Vibha Sastri, president of the Philharmonics, said that the event is a great opportunity to discover each group’s unique qualities.
“This is really the one-stop shop for all things a cappella,” Sastri, a McMurtry College senior, said. “Each group does a ten minute set, so you get a tiny little sampler from every group. You get to know their different voices and what music styles they perform.”
The event doubled as a fundraiser for the Houston Music Therapy Services, which provides trauma-informed music therapy interventions in the Greater Houston area to people of all ages. According to Sastri, the 200 or so audience members in attendance helped raise around $150 for the center.
“That’s a collaboration we’ve been fostering for the last several years, because we really believe in what they do for the Houston community,” Sastri said.
As a longtime a cappella fan, Sastri said she knew she wanted to join the a cappella community once she came to Rice. She auditioned as a freshman, as did Apollos first tenor Randall Schulz, who was able to hone his vocal skills in the process.
“I wanted to be in an a cappella group when I came to college because I’ve always loved singing. I had also been afraid to sing in public for a long time, and so I just wanted to do it,” Schulz, a Sid Richardson College sophomore, said. “I tried out for another group, Nocturnal, my freshman year and did not make it. I took some voice lessons … Then I tried out for the Apollos this year and made it.”
Schulz credits the Apollos’ social atmosphere as a large part of what makes the group special.
“I enjoy the group dynamic a lot — in rehearsals, we definitely laugh a lot,” Schulz said. “I look forward to going to rehearsals because I enjoy singing, so it’s fun that way, but it’s also a de-stressing social time.

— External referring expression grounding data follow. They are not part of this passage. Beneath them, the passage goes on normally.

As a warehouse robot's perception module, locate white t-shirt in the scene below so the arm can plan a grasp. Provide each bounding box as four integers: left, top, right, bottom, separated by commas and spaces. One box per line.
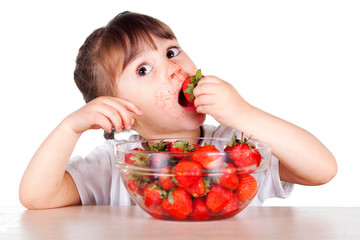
66, 124, 294, 206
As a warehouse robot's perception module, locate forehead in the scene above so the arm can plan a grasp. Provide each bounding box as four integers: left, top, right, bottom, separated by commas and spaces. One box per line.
121, 36, 178, 68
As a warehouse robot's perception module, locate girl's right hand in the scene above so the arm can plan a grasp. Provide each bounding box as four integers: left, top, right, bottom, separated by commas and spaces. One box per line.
64, 96, 143, 134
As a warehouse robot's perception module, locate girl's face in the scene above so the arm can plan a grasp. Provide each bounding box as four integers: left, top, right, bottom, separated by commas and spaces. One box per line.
116, 37, 206, 138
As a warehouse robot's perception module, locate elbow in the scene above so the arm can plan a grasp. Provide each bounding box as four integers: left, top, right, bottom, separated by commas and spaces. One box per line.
19, 186, 49, 210
312, 154, 338, 186
19, 195, 51, 210
19, 189, 38, 210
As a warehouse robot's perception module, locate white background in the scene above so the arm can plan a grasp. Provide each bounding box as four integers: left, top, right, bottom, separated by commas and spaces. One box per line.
0, 0, 359, 208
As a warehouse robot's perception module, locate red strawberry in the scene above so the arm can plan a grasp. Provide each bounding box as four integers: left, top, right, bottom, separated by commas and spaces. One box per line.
192, 145, 223, 169
205, 185, 234, 214
235, 174, 258, 202
190, 198, 211, 220
173, 161, 202, 188
225, 135, 261, 169
170, 140, 196, 153
162, 188, 192, 220
216, 163, 239, 190
126, 174, 152, 196
220, 192, 240, 218
127, 179, 145, 196
193, 144, 201, 150
144, 182, 167, 208
145, 203, 166, 219
170, 140, 196, 159
147, 140, 172, 152
159, 166, 177, 190
124, 148, 144, 165
184, 177, 206, 198
182, 69, 203, 104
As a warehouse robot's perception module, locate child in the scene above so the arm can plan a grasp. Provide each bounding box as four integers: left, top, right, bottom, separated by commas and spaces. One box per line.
19, 11, 337, 209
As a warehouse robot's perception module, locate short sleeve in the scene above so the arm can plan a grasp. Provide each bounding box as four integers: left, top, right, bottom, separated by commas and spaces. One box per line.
250, 155, 294, 206
66, 141, 115, 205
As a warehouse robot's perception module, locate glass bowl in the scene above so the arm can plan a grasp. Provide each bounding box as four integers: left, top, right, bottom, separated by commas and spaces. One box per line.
116, 136, 271, 221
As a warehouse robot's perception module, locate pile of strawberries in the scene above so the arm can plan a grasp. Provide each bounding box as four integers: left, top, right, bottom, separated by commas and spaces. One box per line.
123, 135, 262, 220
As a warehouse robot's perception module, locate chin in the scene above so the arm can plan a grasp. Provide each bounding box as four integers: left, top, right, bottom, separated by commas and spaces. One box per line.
182, 112, 206, 130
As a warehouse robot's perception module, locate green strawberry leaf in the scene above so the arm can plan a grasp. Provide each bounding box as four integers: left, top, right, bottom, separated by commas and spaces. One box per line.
168, 191, 174, 204
195, 69, 202, 81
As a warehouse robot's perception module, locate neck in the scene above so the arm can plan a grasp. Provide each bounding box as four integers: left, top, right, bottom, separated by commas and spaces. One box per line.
134, 126, 202, 144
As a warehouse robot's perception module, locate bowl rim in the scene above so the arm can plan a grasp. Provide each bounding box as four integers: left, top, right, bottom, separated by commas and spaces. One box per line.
115, 137, 272, 174
115, 136, 271, 152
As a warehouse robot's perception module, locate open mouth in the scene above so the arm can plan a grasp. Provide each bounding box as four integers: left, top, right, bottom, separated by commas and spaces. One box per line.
178, 89, 194, 108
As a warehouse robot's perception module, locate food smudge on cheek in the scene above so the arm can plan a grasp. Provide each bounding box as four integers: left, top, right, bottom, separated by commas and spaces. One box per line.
154, 87, 184, 120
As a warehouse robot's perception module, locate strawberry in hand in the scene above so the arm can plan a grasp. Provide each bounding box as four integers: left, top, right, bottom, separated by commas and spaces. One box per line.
182, 69, 203, 104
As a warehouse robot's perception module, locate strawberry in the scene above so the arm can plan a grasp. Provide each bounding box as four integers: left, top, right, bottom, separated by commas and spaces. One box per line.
173, 161, 202, 188
184, 177, 206, 198
126, 174, 151, 196
225, 135, 261, 169
235, 174, 258, 202
170, 140, 196, 159
216, 163, 239, 190
190, 198, 211, 220
147, 140, 172, 152
205, 185, 235, 214
162, 188, 192, 220
145, 203, 166, 219
159, 166, 177, 190
220, 191, 240, 218
192, 144, 224, 169
124, 148, 145, 165
182, 69, 203, 104
143, 182, 168, 208
127, 179, 145, 196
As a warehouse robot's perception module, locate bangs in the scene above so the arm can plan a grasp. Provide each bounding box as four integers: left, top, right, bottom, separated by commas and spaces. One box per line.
100, 12, 176, 72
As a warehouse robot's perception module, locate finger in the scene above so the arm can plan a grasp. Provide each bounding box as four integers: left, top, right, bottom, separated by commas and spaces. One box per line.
194, 94, 217, 107
116, 106, 135, 131
93, 113, 113, 133
108, 97, 143, 116
98, 103, 124, 132
193, 82, 219, 97
195, 104, 211, 115
197, 75, 222, 84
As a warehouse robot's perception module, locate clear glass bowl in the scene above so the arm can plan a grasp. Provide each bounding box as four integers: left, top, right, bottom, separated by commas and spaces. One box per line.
116, 137, 271, 221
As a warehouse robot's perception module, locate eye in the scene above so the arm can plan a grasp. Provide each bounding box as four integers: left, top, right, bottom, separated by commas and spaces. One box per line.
137, 64, 153, 76
167, 47, 180, 59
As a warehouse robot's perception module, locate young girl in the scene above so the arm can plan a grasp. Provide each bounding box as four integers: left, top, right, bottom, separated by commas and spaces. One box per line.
19, 11, 337, 209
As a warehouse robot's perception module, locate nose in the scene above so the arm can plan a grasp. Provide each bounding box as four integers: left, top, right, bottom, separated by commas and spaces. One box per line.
168, 61, 185, 81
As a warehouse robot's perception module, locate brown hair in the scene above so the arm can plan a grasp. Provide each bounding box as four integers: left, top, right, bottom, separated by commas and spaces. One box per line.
74, 11, 176, 139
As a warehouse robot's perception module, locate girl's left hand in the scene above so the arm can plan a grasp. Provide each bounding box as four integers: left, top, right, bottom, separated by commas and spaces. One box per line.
193, 76, 250, 129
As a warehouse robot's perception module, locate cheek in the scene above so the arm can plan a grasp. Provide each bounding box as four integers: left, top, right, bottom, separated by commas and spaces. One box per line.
154, 84, 184, 119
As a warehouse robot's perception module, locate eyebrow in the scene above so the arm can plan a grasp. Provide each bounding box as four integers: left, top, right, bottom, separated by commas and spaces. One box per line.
124, 38, 179, 69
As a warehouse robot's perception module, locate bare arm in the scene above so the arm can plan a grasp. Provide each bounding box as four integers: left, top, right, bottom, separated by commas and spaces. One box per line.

I feel like all of the guys enjoy each other.”
Emily Plotkin, a Nocturnal member since their freshman year and the group’s previous digital media lead, also said that she enjoyed the social aspect of acapella. This year, the group is showcasing more complex vocal arrangements, which Plotkin credits to music director Katie Kirkpatrick’s vision.
“When I joined, we were doing four-part harmonies, but over the course of the time that I’ve been in the group, it’s really gotten a bit more serious,” Plotkin, a Lovett College senior, said. “Now we’re in six-part harmony, we have some choreography planned and I feel like we’re giving a different kind of performance now than we were before.”
Plotkin said that she hopes that Nocturnal’s bond shines through in their performance.
“Whenever I’m singing, I just want to be able to touch people. I really think everybody can sing, but there’s something special that happens when you’re singing with a group,” Plotkin said. “I would hope that the audience can see the connection that we have with each other and that I feel like we have with the audience as well. [I want them] to feel like they’re a part of something.”
Martalisa Fischer, a member of the Low Keys and a soloist, echoed Plotkin’s hope to positively impact the audience.
“I just want them to see the effort and the love that we’ve poured into it,” Fischer, a Wiess College freshman, said. “And that they can really enjoy it and walk away from it feeling refreshed, because music is very refreshing and can bring a lot of joy to people.”